What Does Not Belong Here
Reference pages are not the best place for one-off troubleshooting or step-by-step operating instructions.
If the goal is to explain how to perform one concrete task, that usually belongs in the Knowledge Base or in an operational procedure under SOPs.
If the page is about an owned product or internal system, it usually belongs in Docs instead.
How To Read Ref Pages
Most pages in this section start with a definition, then move into practical relevance, comparisons, common use cases, and frequently asked questions.
For products and tools, the Resources section is intended to point to official docs, repos, APIs, SDKs, CLI references, MCP or AI integration pages, and relevant standards where those exist.
Why This Section Matters
Good reference pages create stable graph nodes across the vault.
That makes it easier for docs, KB articles, SOPs, and library snippets to link to shared concepts without re-explaining the same thing each time.
It also helps keep terminology consistent across the wider documentation system.
Typical Ref Topics
Common topics in this section include:
- Web technologies and programming concepts
- Hosting platforms, infrastructure, and operating systems
- Design terminology, file formats, and color spaces
- SaaS products, developer tools, and AI platforms
- Standards, protocols, and implementation vocabulary
Relationship To Other Sections
The reference library supports the other content domains rather than replacing them.

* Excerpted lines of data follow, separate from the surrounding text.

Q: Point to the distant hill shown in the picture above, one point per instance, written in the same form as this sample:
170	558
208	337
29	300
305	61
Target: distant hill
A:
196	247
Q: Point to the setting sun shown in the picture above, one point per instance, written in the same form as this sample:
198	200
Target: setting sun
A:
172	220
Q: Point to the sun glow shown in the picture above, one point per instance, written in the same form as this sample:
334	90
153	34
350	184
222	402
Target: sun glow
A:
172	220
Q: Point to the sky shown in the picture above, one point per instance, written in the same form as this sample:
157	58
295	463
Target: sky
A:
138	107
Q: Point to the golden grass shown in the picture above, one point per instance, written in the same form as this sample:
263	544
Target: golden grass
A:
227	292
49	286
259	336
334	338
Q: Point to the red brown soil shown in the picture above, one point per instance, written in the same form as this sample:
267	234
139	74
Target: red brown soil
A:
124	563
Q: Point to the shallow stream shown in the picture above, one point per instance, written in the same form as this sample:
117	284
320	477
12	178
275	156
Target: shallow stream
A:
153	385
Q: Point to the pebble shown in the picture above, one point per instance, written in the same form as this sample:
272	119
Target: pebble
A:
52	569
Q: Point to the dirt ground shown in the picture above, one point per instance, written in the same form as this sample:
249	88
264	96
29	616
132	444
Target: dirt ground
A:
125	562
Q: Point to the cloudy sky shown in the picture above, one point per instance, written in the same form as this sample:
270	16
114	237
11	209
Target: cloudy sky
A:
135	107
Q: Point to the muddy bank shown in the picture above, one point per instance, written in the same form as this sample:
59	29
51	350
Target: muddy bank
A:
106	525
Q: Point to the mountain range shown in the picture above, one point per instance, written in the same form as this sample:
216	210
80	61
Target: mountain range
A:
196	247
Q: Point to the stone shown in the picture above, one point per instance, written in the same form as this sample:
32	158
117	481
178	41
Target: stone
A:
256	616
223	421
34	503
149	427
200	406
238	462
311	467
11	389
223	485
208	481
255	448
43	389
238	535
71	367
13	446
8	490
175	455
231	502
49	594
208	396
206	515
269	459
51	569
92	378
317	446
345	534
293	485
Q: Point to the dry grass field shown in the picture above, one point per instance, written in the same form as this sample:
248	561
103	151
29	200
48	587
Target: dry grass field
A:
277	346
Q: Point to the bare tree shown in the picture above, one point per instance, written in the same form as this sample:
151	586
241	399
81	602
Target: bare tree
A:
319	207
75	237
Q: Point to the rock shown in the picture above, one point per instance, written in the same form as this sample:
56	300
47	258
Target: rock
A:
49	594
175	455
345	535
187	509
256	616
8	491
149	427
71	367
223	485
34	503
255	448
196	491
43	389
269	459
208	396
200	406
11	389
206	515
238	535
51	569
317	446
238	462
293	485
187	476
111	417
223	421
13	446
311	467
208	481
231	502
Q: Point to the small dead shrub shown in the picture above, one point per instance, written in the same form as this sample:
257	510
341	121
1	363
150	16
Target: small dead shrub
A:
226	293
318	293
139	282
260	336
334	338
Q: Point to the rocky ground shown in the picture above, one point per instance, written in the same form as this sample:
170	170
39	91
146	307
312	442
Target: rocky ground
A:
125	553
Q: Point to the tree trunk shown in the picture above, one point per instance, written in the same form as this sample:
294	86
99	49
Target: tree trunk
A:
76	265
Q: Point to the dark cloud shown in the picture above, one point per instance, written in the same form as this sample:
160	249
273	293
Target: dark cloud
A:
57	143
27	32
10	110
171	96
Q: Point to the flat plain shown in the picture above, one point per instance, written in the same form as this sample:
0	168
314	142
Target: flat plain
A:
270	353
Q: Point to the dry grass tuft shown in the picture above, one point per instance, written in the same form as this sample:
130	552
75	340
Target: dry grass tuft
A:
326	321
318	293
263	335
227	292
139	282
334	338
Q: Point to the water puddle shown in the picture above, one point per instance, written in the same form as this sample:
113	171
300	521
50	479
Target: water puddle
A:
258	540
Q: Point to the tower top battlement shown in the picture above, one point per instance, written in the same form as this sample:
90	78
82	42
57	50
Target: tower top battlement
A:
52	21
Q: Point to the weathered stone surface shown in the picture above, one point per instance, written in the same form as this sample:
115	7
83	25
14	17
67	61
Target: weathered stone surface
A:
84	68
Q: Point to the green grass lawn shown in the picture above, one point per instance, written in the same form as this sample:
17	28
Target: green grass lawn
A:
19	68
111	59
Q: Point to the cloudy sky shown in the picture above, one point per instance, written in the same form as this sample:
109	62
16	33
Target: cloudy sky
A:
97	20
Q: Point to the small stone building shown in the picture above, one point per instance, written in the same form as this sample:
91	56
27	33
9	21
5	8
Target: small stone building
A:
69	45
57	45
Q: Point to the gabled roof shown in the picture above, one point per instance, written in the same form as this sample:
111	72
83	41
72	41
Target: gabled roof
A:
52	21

Docs explain owned systems and product areas.
KB entries solve focused problems.
SOPs describe repeatable internal processes.
Lib pages store reusable implementation snippets and patterns.
Frequently Asked Questions
Is every short page supposed to be in ref?
No. The deciding question is whether the page is primarily defining a subject rather than teaching one narrow task.
Can a ref page include workflow context?
Yes, but the page should stay subject-centric rather than turning into a task guide.
Should ref pages link heavily to each other?
Yes. Cross-linking is useful when it connects real concepts, tools, and adjacent subjects.